De CBE heeft zich voorts op het standpunt gesteld dat er geen aanwijzingen zijn dat met de handgeschreven notities zou zijn gefraudeerd.   Tot slot is ter zitting van de CBE nog een derde toetskans aan [appellante] geboden. [appellante] wilde een derde proeve van bekwaamheid slechts onder haar eigen voorwaarden afleggen en de CBE heeft het standpunt van de examinatoren dat dit niet aanvaardbaar is, begrijpelijk geacht.
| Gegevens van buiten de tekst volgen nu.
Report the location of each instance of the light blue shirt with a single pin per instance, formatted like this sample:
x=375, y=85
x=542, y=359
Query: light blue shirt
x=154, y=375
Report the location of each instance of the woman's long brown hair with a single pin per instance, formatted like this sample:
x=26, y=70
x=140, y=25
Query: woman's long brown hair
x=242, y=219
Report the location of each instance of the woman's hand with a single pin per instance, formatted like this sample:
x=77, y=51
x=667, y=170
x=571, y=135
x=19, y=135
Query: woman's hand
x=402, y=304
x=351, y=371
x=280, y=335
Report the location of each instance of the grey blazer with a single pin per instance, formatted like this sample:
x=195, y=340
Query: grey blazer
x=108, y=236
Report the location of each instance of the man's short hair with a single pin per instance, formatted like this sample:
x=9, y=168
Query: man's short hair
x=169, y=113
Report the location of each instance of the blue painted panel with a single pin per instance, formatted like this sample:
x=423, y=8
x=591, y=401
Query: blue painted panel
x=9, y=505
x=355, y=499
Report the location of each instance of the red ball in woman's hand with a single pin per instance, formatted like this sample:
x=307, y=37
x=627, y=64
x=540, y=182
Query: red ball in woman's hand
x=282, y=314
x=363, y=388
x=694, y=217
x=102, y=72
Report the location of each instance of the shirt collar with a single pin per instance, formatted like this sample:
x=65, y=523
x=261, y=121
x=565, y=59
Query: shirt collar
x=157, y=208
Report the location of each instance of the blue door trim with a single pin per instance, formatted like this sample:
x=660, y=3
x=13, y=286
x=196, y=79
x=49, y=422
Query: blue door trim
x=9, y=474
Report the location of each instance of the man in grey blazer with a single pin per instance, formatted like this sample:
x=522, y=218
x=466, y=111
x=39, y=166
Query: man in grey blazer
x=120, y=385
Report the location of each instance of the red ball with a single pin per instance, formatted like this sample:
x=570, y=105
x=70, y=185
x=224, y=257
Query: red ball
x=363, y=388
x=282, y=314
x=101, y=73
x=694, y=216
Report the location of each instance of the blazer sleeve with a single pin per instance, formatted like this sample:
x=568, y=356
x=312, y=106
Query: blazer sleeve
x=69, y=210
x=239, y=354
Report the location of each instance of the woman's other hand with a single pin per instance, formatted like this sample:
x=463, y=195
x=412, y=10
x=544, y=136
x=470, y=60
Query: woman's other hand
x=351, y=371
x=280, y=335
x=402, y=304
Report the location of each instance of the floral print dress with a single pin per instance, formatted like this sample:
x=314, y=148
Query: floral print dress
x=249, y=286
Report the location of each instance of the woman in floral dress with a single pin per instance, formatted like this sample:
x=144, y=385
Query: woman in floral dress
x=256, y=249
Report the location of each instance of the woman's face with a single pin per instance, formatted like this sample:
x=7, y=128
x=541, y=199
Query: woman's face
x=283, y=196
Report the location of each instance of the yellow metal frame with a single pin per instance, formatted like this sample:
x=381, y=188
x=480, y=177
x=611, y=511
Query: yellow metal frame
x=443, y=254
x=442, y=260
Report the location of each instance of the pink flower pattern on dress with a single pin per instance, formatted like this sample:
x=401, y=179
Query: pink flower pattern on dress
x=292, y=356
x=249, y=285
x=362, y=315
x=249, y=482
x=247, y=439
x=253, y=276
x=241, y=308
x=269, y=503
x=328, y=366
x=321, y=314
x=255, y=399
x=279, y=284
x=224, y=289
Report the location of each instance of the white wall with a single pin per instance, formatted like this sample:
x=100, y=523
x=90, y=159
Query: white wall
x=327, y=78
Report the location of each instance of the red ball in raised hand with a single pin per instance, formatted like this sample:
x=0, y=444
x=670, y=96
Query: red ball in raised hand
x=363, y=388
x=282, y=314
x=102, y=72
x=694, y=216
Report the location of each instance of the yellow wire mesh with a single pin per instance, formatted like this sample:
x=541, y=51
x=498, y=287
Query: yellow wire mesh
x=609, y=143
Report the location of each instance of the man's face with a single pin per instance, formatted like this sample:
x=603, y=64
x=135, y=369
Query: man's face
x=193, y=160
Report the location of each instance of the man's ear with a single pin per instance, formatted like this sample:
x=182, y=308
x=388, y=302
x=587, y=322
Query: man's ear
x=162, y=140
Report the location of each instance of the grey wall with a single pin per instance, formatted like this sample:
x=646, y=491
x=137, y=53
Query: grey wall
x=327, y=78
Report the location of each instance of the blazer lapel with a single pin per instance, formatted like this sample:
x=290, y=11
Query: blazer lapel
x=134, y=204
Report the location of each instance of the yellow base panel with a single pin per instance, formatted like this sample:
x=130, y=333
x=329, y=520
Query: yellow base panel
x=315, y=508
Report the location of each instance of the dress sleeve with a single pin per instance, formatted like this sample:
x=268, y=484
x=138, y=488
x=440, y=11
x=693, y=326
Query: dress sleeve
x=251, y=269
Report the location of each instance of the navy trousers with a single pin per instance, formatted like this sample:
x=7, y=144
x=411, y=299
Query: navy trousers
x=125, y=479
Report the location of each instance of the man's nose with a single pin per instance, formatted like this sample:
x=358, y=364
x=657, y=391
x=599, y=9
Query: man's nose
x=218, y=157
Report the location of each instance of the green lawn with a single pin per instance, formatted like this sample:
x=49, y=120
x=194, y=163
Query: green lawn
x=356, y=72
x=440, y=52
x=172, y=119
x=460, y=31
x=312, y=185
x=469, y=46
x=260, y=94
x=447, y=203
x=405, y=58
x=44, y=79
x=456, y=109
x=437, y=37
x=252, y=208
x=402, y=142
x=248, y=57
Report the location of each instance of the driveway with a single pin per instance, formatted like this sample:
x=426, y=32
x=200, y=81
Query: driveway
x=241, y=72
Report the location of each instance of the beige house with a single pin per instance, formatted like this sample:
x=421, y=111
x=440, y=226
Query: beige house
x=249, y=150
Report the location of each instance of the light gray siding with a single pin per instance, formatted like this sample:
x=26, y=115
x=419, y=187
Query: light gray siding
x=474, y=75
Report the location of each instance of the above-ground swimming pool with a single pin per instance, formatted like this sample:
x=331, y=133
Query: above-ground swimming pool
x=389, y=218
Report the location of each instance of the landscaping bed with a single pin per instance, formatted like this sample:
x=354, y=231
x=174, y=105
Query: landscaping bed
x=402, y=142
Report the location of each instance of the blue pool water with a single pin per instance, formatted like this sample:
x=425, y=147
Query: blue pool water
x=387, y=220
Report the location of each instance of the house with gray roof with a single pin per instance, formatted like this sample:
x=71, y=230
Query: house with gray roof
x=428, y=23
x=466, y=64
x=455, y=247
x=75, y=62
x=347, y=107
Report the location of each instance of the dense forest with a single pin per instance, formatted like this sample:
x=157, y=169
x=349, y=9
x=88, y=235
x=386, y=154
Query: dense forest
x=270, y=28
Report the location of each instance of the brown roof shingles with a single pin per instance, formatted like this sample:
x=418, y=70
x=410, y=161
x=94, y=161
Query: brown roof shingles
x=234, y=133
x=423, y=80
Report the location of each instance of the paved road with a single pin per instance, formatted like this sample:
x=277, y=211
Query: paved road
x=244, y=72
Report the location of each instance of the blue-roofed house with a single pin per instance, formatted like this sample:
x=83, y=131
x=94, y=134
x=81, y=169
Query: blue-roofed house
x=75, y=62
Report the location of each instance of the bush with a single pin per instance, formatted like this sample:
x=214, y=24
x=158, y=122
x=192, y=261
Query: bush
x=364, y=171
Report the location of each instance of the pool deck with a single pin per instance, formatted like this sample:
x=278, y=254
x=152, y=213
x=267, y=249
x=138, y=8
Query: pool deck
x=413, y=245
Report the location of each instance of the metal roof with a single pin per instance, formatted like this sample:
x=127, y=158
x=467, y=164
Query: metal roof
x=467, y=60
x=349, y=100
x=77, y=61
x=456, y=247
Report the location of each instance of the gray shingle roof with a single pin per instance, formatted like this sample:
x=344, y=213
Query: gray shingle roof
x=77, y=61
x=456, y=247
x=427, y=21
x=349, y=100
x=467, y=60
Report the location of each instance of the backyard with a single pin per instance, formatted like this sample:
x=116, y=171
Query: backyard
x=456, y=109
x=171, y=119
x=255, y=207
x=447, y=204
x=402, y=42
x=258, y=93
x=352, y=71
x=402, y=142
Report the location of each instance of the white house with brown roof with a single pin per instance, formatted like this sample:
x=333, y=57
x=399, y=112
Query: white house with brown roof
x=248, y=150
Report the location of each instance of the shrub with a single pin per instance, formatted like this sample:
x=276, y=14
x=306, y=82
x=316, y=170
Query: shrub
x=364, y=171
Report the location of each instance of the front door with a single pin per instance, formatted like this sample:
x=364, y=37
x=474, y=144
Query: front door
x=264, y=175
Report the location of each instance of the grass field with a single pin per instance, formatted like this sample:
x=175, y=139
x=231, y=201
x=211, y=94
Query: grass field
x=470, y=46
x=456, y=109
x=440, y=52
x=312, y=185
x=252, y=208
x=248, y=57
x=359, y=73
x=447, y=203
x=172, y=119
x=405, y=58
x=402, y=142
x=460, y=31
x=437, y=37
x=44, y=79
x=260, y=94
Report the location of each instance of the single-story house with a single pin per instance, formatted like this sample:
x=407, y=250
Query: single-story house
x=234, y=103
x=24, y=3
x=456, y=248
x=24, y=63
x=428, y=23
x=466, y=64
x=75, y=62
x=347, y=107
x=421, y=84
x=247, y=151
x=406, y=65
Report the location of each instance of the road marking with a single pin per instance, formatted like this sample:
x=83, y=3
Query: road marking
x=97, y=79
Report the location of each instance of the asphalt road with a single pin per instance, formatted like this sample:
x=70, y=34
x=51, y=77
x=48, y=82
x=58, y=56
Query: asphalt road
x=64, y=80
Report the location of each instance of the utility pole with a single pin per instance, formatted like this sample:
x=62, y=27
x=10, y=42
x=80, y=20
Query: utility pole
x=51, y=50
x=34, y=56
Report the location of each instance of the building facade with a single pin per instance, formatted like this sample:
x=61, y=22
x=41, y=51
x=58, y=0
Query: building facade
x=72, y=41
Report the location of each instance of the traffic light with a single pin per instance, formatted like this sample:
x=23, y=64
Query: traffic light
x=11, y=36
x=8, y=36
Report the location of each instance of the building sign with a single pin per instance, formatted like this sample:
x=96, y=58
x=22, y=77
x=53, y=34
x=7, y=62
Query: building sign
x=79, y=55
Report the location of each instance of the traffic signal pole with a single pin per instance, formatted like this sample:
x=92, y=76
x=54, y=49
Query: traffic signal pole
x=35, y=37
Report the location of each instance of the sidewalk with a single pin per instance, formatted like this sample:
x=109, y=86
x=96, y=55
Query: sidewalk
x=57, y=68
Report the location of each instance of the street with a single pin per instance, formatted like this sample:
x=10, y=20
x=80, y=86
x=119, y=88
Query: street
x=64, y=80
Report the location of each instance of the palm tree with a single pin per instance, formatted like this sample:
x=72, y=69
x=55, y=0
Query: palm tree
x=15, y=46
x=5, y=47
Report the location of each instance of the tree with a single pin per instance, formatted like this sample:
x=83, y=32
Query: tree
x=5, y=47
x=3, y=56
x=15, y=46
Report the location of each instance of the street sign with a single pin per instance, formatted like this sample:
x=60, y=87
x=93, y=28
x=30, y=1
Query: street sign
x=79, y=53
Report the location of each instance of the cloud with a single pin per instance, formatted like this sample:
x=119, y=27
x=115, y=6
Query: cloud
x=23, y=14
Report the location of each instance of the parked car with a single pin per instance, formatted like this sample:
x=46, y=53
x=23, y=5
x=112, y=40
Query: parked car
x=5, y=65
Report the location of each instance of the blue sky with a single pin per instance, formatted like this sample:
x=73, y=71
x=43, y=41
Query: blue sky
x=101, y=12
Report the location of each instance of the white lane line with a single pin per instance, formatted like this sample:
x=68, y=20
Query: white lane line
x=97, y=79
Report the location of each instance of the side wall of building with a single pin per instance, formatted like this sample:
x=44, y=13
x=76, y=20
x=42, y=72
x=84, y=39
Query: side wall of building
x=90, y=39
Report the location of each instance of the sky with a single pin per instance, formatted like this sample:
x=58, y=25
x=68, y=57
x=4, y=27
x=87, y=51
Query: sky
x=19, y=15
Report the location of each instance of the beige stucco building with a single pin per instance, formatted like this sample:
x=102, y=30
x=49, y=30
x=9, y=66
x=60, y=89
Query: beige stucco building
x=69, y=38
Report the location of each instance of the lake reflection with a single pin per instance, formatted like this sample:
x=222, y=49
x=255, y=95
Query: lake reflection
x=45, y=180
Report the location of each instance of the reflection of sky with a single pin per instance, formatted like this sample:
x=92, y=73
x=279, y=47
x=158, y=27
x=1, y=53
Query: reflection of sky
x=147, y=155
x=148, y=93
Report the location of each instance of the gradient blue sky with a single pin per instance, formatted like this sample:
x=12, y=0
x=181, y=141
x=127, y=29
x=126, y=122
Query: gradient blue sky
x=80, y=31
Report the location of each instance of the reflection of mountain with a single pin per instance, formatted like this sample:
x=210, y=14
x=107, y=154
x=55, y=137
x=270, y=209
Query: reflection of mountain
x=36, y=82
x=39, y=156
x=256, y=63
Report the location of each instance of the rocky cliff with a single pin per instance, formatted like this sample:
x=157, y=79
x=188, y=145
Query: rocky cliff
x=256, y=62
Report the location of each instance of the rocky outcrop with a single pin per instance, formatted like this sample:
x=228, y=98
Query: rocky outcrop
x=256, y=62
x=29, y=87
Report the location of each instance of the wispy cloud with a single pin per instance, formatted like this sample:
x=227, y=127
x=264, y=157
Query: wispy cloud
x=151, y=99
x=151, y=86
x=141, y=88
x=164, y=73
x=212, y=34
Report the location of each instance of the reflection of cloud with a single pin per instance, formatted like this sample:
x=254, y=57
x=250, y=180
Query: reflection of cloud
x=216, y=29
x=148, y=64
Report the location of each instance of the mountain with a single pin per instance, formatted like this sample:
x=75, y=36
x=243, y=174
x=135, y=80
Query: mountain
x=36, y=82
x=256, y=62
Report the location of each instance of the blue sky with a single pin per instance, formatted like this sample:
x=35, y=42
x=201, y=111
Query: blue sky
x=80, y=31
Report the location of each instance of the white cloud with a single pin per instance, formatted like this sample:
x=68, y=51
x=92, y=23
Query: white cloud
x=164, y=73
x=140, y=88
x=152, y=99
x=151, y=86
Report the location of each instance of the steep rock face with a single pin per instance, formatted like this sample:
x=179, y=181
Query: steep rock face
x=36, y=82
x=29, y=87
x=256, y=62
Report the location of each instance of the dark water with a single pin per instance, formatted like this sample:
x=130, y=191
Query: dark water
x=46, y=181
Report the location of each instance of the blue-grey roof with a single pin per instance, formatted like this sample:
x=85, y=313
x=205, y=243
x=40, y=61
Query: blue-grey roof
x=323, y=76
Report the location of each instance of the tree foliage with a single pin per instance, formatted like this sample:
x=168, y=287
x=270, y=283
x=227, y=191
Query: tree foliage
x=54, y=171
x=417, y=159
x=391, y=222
Beroepsgronden van [appellante] en de beoordeling daarvan
4.       [appellante] betoogt dat de CBE niet heeft onderkend dat de wijze waarop de door haar uitgevoerde proeven van bekwaamheid zijn beoordeeld, onzorgvuldig is geweest. Daartoe voert zij aan dat de proeven van bekwaamheid op onjuiste wijze zijn beoordeeld omdat de aantekeningen over haar proeven van bekwaamheid niet direct tijdens de waarnemingen zijn gemaakt. Eén van de examinatoren heeft namelijk een rol in het rollenspel gespeeld en pas achteraf aantekeningen gemaakt. Volgens [appellante] is het bovendien onduidelijk of de examinator de aantekeningen heeft gemaakt vóór of na de bespreking met de andere examinator, zodat niet is uitgesloten dat de ene examinator de andere heeft beïnvloed. Ook ontbreken in beide beoordelingen van de proeven van bekwaamheid de volledig ingevulde beoordelingsformulieren. Verder is er volgens haar tekst verwijderd in de aantekeningen, hetgeen zou duiden op fraude. Ook heeft de CBE in de beslissing een onjuist beeld geschetst van de feiten en omstandigheden bij het inzagemoment. Tijdens dit inzagemoment mocht zij geen vragen stellen over de proeve van bekwaamheid en werd er geen feedback gegeven. Zij moest zelf maar uitzoeken wat er fout was. Tot slot heeft de CBE volgens [appellante] niet onderkend dat bij het toekennen van extra tijd vanwege haar beperking ten onrechte onderscheid is gemaakt tussen schriftelijke examens en praktijk- en vaardigheidsexamens.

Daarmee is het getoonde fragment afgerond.